The 70-minute documentary is about two billion years into the future, when humanity finds itself on the verge of extinction. Almost all that is left in the world are lone and surreal monuments, beaming their message into the wilderness.
Two years after the death of the Icelandic film composer Jóhann Jóhannsson, his only movie as director has become available on streaming platforms. It is a cine-novella or essay film: a meditation on humanity’s future and what it means, or will mean, to be post-human.
The score is by Jóhannsson, working with sound artist and composer Yair Elazar Glotman, and this eerie, breathy soundtrack works well with its unearthly images. Last and First Men is inspired by the 1930 novel of the same name by British SF author William Olaf Stapledon, narrated by a figure from humanity’s final evolutionary form billions of years in the future. This voice is performed with crisp lack of affect by Tilda Swinton.
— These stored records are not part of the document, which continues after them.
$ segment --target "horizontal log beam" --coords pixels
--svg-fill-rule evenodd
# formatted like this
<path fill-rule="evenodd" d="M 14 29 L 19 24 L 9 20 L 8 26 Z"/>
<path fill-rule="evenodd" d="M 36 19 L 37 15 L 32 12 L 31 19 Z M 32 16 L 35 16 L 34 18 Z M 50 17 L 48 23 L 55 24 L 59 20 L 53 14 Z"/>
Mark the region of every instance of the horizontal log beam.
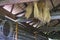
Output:
<path fill-rule="evenodd" d="M 0 7 L 0 14 L 4 15 L 4 16 L 8 16 L 14 20 L 16 19 L 16 17 L 12 13 L 8 12 L 7 10 L 3 9 L 2 7 Z"/>
<path fill-rule="evenodd" d="M 23 2 L 32 2 L 38 0 L 0 0 L 0 6 L 6 4 L 16 4 L 16 3 L 23 3 Z"/>

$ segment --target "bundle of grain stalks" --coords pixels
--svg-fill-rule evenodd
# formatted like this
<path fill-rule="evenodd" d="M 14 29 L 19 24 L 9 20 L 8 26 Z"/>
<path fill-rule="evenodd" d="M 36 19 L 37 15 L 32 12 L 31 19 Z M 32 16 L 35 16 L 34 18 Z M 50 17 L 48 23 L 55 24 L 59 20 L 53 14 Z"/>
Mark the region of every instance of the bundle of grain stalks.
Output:
<path fill-rule="evenodd" d="M 34 8 L 34 10 L 32 10 Z M 46 0 L 41 0 L 39 2 L 29 3 L 26 8 L 25 17 L 28 19 L 32 11 L 34 12 L 34 18 L 40 20 L 42 23 L 50 22 L 51 16 L 49 12 L 48 3 Z"/>

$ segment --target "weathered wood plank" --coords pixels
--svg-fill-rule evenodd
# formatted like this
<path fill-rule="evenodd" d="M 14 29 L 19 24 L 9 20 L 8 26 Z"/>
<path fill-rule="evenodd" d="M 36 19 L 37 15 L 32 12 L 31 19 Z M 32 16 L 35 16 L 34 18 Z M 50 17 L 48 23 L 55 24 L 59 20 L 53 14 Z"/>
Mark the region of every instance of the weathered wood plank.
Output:
<path fill-rule="evenodd" d="M 23 3 L 23 2 L 32 2 L 38 0 L 0 0 L 0 6 L 5 4 L 16 4 L 16 3 Z"/>
<path fill-rule="evenodd" d="M 12 13 L 8 12 L 7 10 L 3 9 L 2 7 L 0 7 L 0 14 L 2 14 L 4 16 L 8 16 L 12 19 L 16 19 L 16 17 Z"/>

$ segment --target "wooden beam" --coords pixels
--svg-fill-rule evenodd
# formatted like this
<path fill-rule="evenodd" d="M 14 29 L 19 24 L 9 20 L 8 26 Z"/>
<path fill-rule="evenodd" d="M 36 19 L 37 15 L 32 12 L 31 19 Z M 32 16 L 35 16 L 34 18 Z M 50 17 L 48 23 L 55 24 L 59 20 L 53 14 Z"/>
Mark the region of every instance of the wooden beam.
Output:
<path fill-rule="evenodd" d="M 8 16 L 12 19 L 16 19 L 15 15 L 13 15 L 12 13 L 8 12 L 7 10 L 3 9 L 2 7 L 0 7 L 0 14 L 4 15 L 4 16 Z"/>
<path fill-rule="evenodd" d="M 0 6 L 6 4 L 16 4 L 16 3 L 23 3 L 23 2 L 32 2 L 38 0 L 0 0 Z"/>

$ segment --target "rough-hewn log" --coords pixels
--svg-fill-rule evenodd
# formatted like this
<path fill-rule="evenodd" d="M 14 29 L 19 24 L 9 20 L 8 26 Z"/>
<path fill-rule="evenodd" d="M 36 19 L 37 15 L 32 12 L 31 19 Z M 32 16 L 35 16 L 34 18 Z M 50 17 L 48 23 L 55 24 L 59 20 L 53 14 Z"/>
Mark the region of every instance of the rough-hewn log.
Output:
<path fill-rule="evenodd" d="M 8 16 L 12 19 L 16 19 L 16 17 L 12 13 L 8 12 L 7 10 L 3 9 L 2 7 L 0 7 L 0 14 L 2 14 L 4 16 Z"/>

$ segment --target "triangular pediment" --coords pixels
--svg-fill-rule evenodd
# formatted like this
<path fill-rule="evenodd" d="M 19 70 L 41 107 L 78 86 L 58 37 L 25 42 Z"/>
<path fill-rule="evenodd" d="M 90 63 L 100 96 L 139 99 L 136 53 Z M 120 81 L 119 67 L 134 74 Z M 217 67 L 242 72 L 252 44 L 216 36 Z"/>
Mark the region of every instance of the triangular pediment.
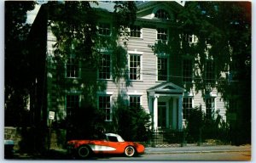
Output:
<path fill-rule="evenodd" d="M 148 92 L 154 93 L 183 93 L 184 88 L 173 84 L 172 82 L 163 82 L 148 89 Z"/>
<path fill-rule="evenodd" d="M 159 9 L 163 9 L 170 15 L 169 20 L 174 20 L 174 15 L 182 8 L 183 5 L 176 1 L 148 1 L 137 5 L 137 17 L 147 20 L 155 20 L 155 13 Z"/>

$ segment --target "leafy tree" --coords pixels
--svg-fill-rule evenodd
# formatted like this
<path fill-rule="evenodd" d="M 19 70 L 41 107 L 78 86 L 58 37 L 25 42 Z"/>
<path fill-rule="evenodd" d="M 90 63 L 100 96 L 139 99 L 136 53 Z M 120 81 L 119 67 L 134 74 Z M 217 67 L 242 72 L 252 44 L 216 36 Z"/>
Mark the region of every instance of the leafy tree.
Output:
<path fill-rule="evenodd" d="M 97 4 L 97 2 L 93 3 Z M 59 63 L 57 66 L 60 67 L 60 69 L 57 69 L 59 70 L 57 76 L 61 76 L 63 64 L 71 53 L 75 53 L 76 59 L 86 63 L 86 65 L 83 64 L 83 68 L 85 67 L 88 70 L 97 69 L 101 60 L 101 50 L 103 49 L 111 52 L 113 82 L 119 87 L 119 80 L 125 78 L 126 84 L 129 85 L 125 40 L 129 36 L 127 29 L 136 19 L 137 8 L 134 2 L 114 2 L 114 11 L 111 14 L 91 8 L 90 2 L 87 1 L 49 2 L 46 6 L 50 20 L 49 25 L 56 37 L 56 42 L 54 45 L 54 54 L 55 59 Z M 108 16 L 108 18 L 112 18 L 113 20 L 113 22 L 111 22 L 111 35 L 108 37 L 98 34 L 97 25 L 100 16 L 102 14 Z M 121 44 L 122 41 L 125 41 L 124 46 Z M 60 83 L 61 83 L 61 81 Z M 101 84 L 100 82 L 97 82 L 97 84 Z M 96 96 L 96 94 L 95 92 L 89 96 Z M 96 115 L 92 112 L 79 112 L 78 115 L 84 114 L 90 115 L 90 116 Z M 84 124 L 89 128 L 90 127 L 90 123 L 82 119 L 80 122 L 76 118 L 67 119 L 67 121 L 73 124 L 70 126 L 73 126 L 73 129 L 76 128 L 74 130 L 77 130 L 78 127 L 81 128 L 80 126 L 84 126 Z M 108 128 L 108 125 L 105 126 Z M 70 131 L 73 131 L 73 127 L 69 127 Z M 87 128 L 87 126 L 84 128 Z M 78 129 L 78 131 L 83 132 L 84 130 Z M 90 131 L 94 130 L 90 129 Z M 84 133 L 85 132 L 84 132 Z M 79 133 L 79 135 L 83 134 Z"/>
<path fill-rule="evenodd" d="M 115 111 L 117 132 L 125 141 L 146 142 L 148 140 L 150 115 L 142 107 L 122 106 Z"/>
<path fill-rule="evenodd" d="M 35 3 L 5 2 L 5 126 L 27 125 L 26 109 L 31 88 L 26 38 L 31 25 L 26 24 L 26 12 Z"/>
<path fill-rule="evenodd" d="M 248 133 L 237 139 L 250 142 L 251 124 L 247 120 L 251 119 L 251 3 L 186 2 L 177 20 L 177 31 L 171 27 L 167 43 L 158 42 L 149 47 L 155 53 L 171 54 L 170 60 L 177 60 L 173 63 L 175 67 L 182 65 L 181 56 L 192 59 L 195 83 L 183 85 L 188 91 L 195 86 L 204 98 L 216 87 L 226 102 L 238 101 L 240 109 L 235 110 L 238 120 L 231 123 L 236 123 L 232 125 L 236 130 Z M 196 43 L 188 42 L 189 35 L 196 36 Z M 212 81 L 206 76 L 209 59 L 215 60 L 215 79 Z M 228 71 L 231 76 L 226 78 L 223 73 Z M 171 70 L 170 81 L 182 85 L 181 78 L 176 77 L 178 73 Z"/>

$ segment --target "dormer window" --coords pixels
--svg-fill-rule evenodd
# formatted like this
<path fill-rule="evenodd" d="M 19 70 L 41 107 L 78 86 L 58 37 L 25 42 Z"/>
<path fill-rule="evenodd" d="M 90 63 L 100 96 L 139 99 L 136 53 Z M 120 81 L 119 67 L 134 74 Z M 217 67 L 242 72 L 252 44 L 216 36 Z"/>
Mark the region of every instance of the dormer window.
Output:
<path fill-rule="evenodd" d="M 160 19 L 164 19 L 164 20 L 170 20 L 169 14 L 164 9 L 159 9 L 155 13 L 154 17 L 155 18 L 160 18 Z"/>
<path fill-rule="evenodd" d="M 110 24 L 100 23 L 98 30 L 99 30 L 100 35 L 109 36 L 110 35 Z"/>
<path fill-rule="evenodd" d="M 157 28 L 157 40 L 167 40 L 167 29 L 166 28 Z"/>

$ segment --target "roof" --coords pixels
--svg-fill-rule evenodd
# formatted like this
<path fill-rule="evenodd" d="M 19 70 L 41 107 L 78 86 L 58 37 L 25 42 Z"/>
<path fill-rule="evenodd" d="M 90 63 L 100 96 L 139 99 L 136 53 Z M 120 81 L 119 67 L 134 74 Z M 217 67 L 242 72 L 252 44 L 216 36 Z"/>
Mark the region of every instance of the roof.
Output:
<path fill-rule="evenodd" d="M 98 4 L 90 2 L 90 5 L 91 8 L 99 8 L 99 9 L 103 9 L 108 12 L 113 13 L 114 11 L 114 5 L 115 3 L 104 3 L 104 2 L 97 2 Z"/>
<path fill-rule="evenodd" d="M 159 3 L 160 2 L 161 2 L 161 1 L 141 1 L 141 2 L 137 2 L 136 4 L 139 10 L 140 8 Z M 168 1 L 166 1 L 166 2 L 168 2 Z M 170 1 L 170 2 L 172 2 L 172 1 Z M 185 4 L 184 1 L 172 1 L 172 2 L 176 2 L 177 6 L 179 6 L 179 7 L 183 7 Z M 109 1 L 109 2 L 97 1 L 97 3 L 98 4 L 96 4 L 96 3 L 90 2 L 90 5 L 91 8 L 103 9 L 103 10 L 111 12 L 111 13 L 113 13 L 114 11 L 115 3 L 113 3 L 112 1 Z"/>
<path fill-rule="evenodd" d="M 147 90 L 149 93 L 182 94 L 185 89 L 172 82 L 162 82 Z"/>

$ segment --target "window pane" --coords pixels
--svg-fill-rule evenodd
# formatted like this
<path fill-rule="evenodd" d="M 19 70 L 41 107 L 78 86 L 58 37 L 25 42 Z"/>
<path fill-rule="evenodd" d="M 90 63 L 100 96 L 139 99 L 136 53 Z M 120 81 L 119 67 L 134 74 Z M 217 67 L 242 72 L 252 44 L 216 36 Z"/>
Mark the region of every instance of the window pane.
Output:
<path fill-rule="evenodd" d="M 183 98 L 183 119 L 188 119 L 192 110 L 192 98 Z"/>
<path fill-rule="evenodd" d="M 183 81 L 192 82 L 192 60 L 183 59 Z"/>
<path fill-rule="evenodd" d="M 130 96 L 130 107 L 131 108 L 139 108 L 141 105 L 141 97 L 140 96 Z"/>
<path fill-rule="evenodd" d="M 167 58 L 157 59 L 158 81 L 167 81 Z"/>
<path fill-rule="evenodd" d="M 101 35 L 110 35 L 110 24 L 100 23 L 99 24 L 99 34 Z"/>
<path fill-rule="evenodd" d="M 140 80 L 140 55 L 131 54 L 130 55 L 130 79 Z"/>
<path fill-rule="evenodd" d="M 157 39 L 158 40 L 167 40 L 167 29 L 158 28 L 157 29 Z"/>
<path fill-rule="evenodd" d="M 99 97 L 99 109 L 104 110 L 105 121 L 111 121 L 110 96 Z"/>
<path fill-rule="evenodd" d="M 154 17 L 160 18 L 160 19 L 165 19 L 165 20 L 169 20 L 170 19 L 170 16 L 169 16 L 168 13 L 164 9 L 158 10 L 155 13 Z"/>
<path fill-rule="evenodd" d="M 205 81 L 206 82 L 214 82 L 215 81 L 215 73 L 214 73 L 214 64 L 213 60 L 207 60 L 205 69 Z"/>
<path fill-rule="evenodd" d="M 214 113 L 215 98 L 207 98 L 206 99 L 206 107 L 207 107 L 207 117 L 211 119 L 212 116 L 212 114 Z"/>
<path fill-rule="evenodd" d="M 79 106 L 79 95 L 66 96 L 66 110 L 67 110 L 67 116 L 71 116 L 74 115 Z"/>
<path fill-rule="evenodd" d="M 131 37 L 141 37 L 141 27 L 138 25 L 131 25 Z"/>
<path fill-rule="evenodd" d="M 67 77 L 79 77 L 79 61 L 73 56 L 69 56 L 66 65 Z"/>
<path fill-rule="evenodd" d="M 100 59 L 99 78 L 110 79 L 110 55 L 102 54 Z"/>

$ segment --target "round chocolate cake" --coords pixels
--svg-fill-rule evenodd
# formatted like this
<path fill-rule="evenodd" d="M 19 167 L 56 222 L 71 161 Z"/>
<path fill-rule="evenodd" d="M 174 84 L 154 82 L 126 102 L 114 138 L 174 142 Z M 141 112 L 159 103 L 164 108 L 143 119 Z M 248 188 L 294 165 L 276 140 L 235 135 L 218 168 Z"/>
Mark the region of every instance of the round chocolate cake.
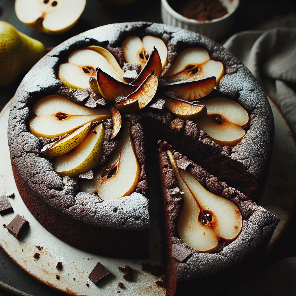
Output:
<path fill-rule="evenodd" d="M 198 271 L 196 252 L 221 254 L 233 245 L 231 256 L 249 255 L 238 246 L 249 231 L 243 226 L 255 216 L 251 208 L 260 217 L 252 223 L 265 232 L 250 231 L 252 239 L 260 237 L 250 252 L 270 238 L 278 221 L 252 201 L 260 198 L 265 184 L 274 131 L 264 92 L 231 53 L 197 33 L 137 22 L 88 31 L 42 58 L 15 94 L 8 142 L 20 193 L 45 228 L 82 249 L 133 258 L 148 253 L 147 154 L 160 140 L 172 144 L 179 152 L 172 157 L 178 168 L 172 170 L 173 163 L 163 154 L 172 146 L 161 143 L 163 188 L 155 189 L 163 193 L 173 295 L 192 254 L 190 280 L 213 274 L 210 268 Z M 230 201 L 226 207 L 236 205 L 241 222 L 235 222 L 234 234 L 217 232 L 222 218 L 196 197 L 202 214 L 196 223 L 213 228 L 218 242 L 208 248 L 186 240 L 179 225 L 186 194 L 180 189 L 180 180 L 185 179 L 177 176 L 184 171 L 191 172 L 207 192 Z M 175 251 L 176 244 L 183 246 L 179 255 L 187 251 L 187 256 L 174 255 L 176 269 L 172 244 Z M 217 263 L 223 257 L 213 258 Z M 239 258 L 238 262 L 246 258 Z M 221 268 L 215 270 L 232 266 L 231 260 L 218 262 Z"/>

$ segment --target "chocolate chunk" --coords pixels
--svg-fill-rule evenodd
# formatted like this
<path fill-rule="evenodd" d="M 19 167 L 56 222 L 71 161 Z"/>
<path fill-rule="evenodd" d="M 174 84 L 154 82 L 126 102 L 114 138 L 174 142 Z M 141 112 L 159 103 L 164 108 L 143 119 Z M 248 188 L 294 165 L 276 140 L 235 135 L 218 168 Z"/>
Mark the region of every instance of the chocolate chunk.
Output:
<path fill-rule="evenodd" d="M 13 211 L 13 209 L 7 197 L 5 195 L 0 197 L 0 215 L 3 216 Z"/>
<path fill-rule="evenodd" d="M 99 106 L 104 106 L 107 104 L 107 101 L 104 99 L 101 98 L 96 101 L 96 104 L 98 105 Z"/>
<path fill-rule="evenodd" d="M 84 106 L 89 108 L 95 108 L 96 107 L 96 102 L 93 98 L 90 97 L 87 100 L 87 102 L 85 103 Z"/>
<path fill-rule="evenodd" d="M 40 257 L 40 254 L 39 253 L 35 253 L 33 257 L 35 259 L 39 259 Z"/>
<path fill-rule="evenodd" d="M 188 251 L 182 246 L 173 244 L 172 246 L 172 256 L 180 262 L 183 262 L 191 255 Z"/>
<path fill-rule="evenodd" d="M 110 272 L 107 268 L 98 262 L 89 275 L 89 278 L 94 284 L 96 284 L 110 273 Z"/>
<path fill-rule="evenodd" d="M 89 96 L 89 94 L 85 89 L 79 89 L 73 94 L 72 97 L 74 100 L 76 102 L 82 103 L 86 100 Z"/>
<path fill-rule="evenodd" d="M 128 70 L 123 75 L 123 79 L 130 83 L 138 77 L 138 73 L 135 70 Z"/>
<path fill-rule="evenodd" d="M 57 263 L 57 265 L 56 265 L 56 268 L 57 269 L 61 269 L 62 266 L 62 264 L 61 262 L 58 262 Z"/>
<path fill-rule="evenodd" d="M 156 110 L 161 110 L 163 108 L 165 104 L 165 100 L 162 99 L 157 99 L 149 106 L 149 108 Z"/>
<path fill-rule="evenodd" d="M 176 160 L 176 162 L 178 167 L 181 170 L 186 170 L 190 163 L 190 161 L 187 161 L 184 158 L 177 159 Z"/>
<path fill-rule="evenodd" d="M 18 239 L 29 227 L 29 224 L 26 219 L 18 214 L 6 228 L 9 233 Z"/>
<path fill-rule="evenodd" d="M 79 175 L 79 179 L 82 179 L 85 180 L 92 180 L 94 174 L 91 170 L 81 174 Z"/>

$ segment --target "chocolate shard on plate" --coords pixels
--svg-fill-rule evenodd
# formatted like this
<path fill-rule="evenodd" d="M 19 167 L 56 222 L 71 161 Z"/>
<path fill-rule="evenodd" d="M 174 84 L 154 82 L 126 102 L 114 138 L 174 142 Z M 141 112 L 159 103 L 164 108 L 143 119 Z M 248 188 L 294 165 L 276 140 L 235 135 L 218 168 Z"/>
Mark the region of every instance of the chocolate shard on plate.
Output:
<path fill-rule="evenodd" d="M 95 284 L 110 273 L 110 272 L 107 268 L 98 262 L 89 275 L 89 278 Z"/>
<path fill-rule="evenodd" d="M 92 170 L 88 170 L 85 173 L 83 173 L 79 175 L 79 178 L 85 180 L 92 180 L 94 178 L 94 174 Z"/>
<path fill-rule="evenodd" d="M 7 197 L 5 195 L 0 196 L 0 215 L 3 216 L 13 211 L 13 209 Z"/>
<path fill-rule="evenodd" d="M 172 246 L 172 256 L 180 262 L 183 262 L 191 255 L 190 251 L 182 246 L 173 244 Z"/>
<path fill-rule="evenodd" d="M 190 163 L 190 161 L 185 160 L 184 158 L 177 159 L 176 160 L 176 162 L 178 167 L 181 170 L 186 170 Z"/>
<path fill-rule="evenodd" d="M 138 77 L 138 73 L 135 70 L 127 70 L 123 75 L 123 79 L 126 82 L 130 83 Z"/>
<path fill-rule="evenodd" d="M 165 100 L 162 99 L 158 99 L 149 106 L 149 107 L 156 110 L 161 110 L 163 108 L 165 104 Z"/>
<path fill-rule="evenodd" d="M 90 97 L 84 106 L 89 108 L 95 108 L 96 107 L 96 102 L 93 98 Z"/>
<path fill-rule="evenodd" d="M 76 102 L 82 103 L 89 96 L 89 94 L 85 89 L 79 89 L 72 95 L 74 100 Z"/>
<path fill-rule="evenodd" d="M 28 227 L 29 224 L 26 219 L 18 214 L 6 226 L 6 228 L 9 233 L 18 239 Z"/>
<path fill-rule="evenodd" d="M 107 104 L 107 101 L 104 99 L 101 98 L 96 100 L 96 104 L 99 106 L 104 106 Z"/>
Hollywood Reporter movie critic Deborah Young wrote:
Sturla Brandth Grovlen’s photography boldly cut out geometrical forms of concrete against a light gray sky, giving them an aloof, almost spiritual dimension. Swinton’s crisp, clear, unhurried English is a real pleasure to listen to. Her future wisdom is addressed to the people of our time, to “past minds” who can be directed toward great truths and change the course of history. She reminds us that humans are a mere flash in the lifetime of our cosmos and we had better go into that good night philosophically: “Great are the stars, and humankind is of no account to them.”
The 2021 FIFF is underway in the Iranian capital until June 2. This year’s cinematic event is presided over by Iranian film director and screenwriter Mohammad Mehdi Asgarpour. The festival is widely considered one of the most prestigious and influential in Asia, Europe and Greater Middle East.